Genetically Modified Crop Industry Continues to Expand | Vital Signs Online

03-23-2015

Wanqing Zhou

Genetically modified (GM) crops have had their genetic materials engineered through biotechnologies to introduce new or enhanced characteristics (traits), such as herbicide tolerance, insect resistance, enhancement of certain nutrients, and drought tolerance.
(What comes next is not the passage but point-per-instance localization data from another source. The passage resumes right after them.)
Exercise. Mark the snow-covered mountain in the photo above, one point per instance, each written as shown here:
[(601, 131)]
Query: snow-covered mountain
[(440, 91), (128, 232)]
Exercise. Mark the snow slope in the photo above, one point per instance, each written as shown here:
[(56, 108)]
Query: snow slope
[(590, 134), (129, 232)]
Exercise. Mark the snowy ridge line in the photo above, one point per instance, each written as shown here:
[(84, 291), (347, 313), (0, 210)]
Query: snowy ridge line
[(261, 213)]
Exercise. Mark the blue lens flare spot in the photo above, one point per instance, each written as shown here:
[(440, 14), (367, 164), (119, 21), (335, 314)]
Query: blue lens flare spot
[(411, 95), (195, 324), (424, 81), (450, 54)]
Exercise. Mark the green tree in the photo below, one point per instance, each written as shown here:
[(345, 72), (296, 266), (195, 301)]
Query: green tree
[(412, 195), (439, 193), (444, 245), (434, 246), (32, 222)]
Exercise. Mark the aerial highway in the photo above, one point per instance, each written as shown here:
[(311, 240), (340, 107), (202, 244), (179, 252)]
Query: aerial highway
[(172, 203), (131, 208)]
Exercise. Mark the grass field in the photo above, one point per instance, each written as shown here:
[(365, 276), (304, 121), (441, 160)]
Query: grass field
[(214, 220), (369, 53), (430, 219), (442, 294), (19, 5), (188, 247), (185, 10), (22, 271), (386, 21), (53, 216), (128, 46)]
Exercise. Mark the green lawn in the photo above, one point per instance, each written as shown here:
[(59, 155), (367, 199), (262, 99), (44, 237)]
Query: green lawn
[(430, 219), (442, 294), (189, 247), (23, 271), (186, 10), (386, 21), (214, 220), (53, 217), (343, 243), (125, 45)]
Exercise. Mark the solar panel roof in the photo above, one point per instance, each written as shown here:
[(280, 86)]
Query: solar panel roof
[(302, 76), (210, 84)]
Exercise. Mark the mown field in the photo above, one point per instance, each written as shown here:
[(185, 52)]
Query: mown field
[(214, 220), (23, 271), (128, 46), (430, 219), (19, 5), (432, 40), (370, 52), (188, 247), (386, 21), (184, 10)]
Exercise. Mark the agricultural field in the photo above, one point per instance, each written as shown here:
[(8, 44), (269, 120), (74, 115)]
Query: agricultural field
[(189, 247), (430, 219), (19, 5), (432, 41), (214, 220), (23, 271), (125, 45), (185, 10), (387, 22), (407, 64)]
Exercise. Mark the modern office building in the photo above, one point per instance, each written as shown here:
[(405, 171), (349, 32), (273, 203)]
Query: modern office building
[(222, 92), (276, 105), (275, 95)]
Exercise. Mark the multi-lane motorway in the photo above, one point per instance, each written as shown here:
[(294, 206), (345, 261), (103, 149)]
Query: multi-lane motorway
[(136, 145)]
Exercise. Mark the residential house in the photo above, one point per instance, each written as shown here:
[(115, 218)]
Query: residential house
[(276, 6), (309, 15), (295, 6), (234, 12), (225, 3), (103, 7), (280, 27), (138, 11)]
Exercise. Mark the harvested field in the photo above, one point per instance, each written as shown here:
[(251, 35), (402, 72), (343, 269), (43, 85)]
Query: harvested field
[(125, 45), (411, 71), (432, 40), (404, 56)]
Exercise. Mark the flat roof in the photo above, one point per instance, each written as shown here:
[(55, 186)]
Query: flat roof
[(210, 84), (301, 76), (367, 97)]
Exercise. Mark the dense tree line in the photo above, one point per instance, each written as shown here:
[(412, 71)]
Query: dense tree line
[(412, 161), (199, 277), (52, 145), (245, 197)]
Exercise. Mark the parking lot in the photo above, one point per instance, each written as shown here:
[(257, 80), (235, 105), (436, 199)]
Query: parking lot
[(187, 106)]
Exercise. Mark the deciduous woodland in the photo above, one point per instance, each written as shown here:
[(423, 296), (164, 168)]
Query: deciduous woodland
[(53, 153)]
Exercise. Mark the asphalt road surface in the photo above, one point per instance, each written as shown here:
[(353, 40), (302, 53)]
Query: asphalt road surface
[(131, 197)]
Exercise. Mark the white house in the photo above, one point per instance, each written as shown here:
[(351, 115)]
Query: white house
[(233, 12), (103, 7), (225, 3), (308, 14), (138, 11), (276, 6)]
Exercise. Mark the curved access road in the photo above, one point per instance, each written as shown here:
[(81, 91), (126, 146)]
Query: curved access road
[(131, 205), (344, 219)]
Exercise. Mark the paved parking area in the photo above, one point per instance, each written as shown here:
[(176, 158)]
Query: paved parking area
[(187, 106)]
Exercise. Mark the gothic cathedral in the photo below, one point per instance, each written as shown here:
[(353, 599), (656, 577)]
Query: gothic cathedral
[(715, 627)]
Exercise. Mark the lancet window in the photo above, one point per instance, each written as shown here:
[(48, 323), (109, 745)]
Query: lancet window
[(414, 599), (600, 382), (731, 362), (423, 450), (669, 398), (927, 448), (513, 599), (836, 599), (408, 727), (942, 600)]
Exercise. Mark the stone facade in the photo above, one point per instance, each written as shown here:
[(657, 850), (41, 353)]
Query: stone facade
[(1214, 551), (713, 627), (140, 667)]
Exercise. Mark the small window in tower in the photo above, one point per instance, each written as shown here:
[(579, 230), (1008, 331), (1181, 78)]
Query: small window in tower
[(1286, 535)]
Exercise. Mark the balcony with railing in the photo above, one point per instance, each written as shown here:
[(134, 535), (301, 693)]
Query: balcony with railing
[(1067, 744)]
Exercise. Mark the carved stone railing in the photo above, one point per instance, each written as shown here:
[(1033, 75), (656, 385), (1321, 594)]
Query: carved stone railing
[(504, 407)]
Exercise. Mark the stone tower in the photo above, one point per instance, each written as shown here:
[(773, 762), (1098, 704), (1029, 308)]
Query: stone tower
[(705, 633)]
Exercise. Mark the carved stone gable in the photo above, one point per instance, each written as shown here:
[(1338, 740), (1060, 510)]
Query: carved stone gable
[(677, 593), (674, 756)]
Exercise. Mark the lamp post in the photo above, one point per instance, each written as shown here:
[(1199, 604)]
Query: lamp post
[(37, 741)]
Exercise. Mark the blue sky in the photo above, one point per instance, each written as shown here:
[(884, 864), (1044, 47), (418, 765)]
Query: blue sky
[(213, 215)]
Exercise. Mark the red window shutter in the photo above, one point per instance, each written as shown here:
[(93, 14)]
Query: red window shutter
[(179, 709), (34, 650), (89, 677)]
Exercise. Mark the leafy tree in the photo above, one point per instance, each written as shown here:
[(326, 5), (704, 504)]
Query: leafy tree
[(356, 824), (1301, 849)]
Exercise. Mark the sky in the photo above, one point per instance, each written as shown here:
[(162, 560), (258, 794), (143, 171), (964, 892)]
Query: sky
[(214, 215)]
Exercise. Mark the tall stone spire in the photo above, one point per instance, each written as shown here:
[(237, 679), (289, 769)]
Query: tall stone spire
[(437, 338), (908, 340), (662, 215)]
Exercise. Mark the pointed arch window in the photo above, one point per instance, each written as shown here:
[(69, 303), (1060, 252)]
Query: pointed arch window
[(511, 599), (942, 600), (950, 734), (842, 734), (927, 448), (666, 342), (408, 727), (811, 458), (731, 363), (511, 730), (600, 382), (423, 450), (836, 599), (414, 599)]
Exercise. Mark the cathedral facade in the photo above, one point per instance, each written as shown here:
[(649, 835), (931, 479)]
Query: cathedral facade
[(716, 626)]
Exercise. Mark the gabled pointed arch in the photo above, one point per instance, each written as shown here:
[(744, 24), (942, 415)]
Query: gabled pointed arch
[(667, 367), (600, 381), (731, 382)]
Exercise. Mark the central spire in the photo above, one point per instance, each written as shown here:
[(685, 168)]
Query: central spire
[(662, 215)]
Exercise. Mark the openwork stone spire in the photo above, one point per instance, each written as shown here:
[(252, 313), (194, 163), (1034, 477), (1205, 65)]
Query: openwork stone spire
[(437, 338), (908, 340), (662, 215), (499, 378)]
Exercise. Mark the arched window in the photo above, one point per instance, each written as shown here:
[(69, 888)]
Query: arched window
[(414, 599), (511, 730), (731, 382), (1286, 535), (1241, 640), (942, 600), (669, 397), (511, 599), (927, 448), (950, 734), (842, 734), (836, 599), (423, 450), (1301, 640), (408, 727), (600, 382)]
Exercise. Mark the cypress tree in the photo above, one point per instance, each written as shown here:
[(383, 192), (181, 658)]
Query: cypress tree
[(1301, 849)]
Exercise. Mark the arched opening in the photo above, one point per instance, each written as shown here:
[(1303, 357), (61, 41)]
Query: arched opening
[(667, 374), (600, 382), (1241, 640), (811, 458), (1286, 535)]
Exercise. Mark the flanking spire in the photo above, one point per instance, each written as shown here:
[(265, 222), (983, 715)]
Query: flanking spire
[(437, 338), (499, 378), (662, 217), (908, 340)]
The global plantation area of GM crops has been growing for more than two decades, since they were first commercialized in the early 1990s, and it reached 181.5 million hectares in 2014.1 (See Figure 1.) But the annual growth rate has slowed considerably, from over 125 percent in the late 1990s to 6.3 percent in the early 2010s.2

 According to the International Service for the Acquisition of Agri-biotech Applications, an organization that has been keeping track of official information on GM crop field trials and plantings, North America and South America accounted for 87 percent of the global GM crop area in 2014, with 84.7 million and 73.3 million hectares, respectively.3 They were followed by Asia (19.5 million hectares), Africa (3.3 million hectares), Oceania (0.5 million hectares), and Europe (0.1 million hectares).4 

The peak growth in global planted area occurred in 1998.5 The 16.8-million-hectare increase that year—nearly twice the increase in 1997—was largely attributed to the rapid expansion of GM crops in the United States and Argentina.6 In the first decade of the twenty-first century, active growth in planted area expanded from North and South America to Asia and Africa.  For most of the 2010s, developing countries in South America (mainly Brazil and Argentina), Asia (mainly China and India), and Africa (mainly South Africa) added a larger area than the industrial countries did. Since 2012, the developing world has been planting larger areas of GM crops than industrial countries have. (See Figure 2.) However, the growth rates in both the industrial and the developing world are declining.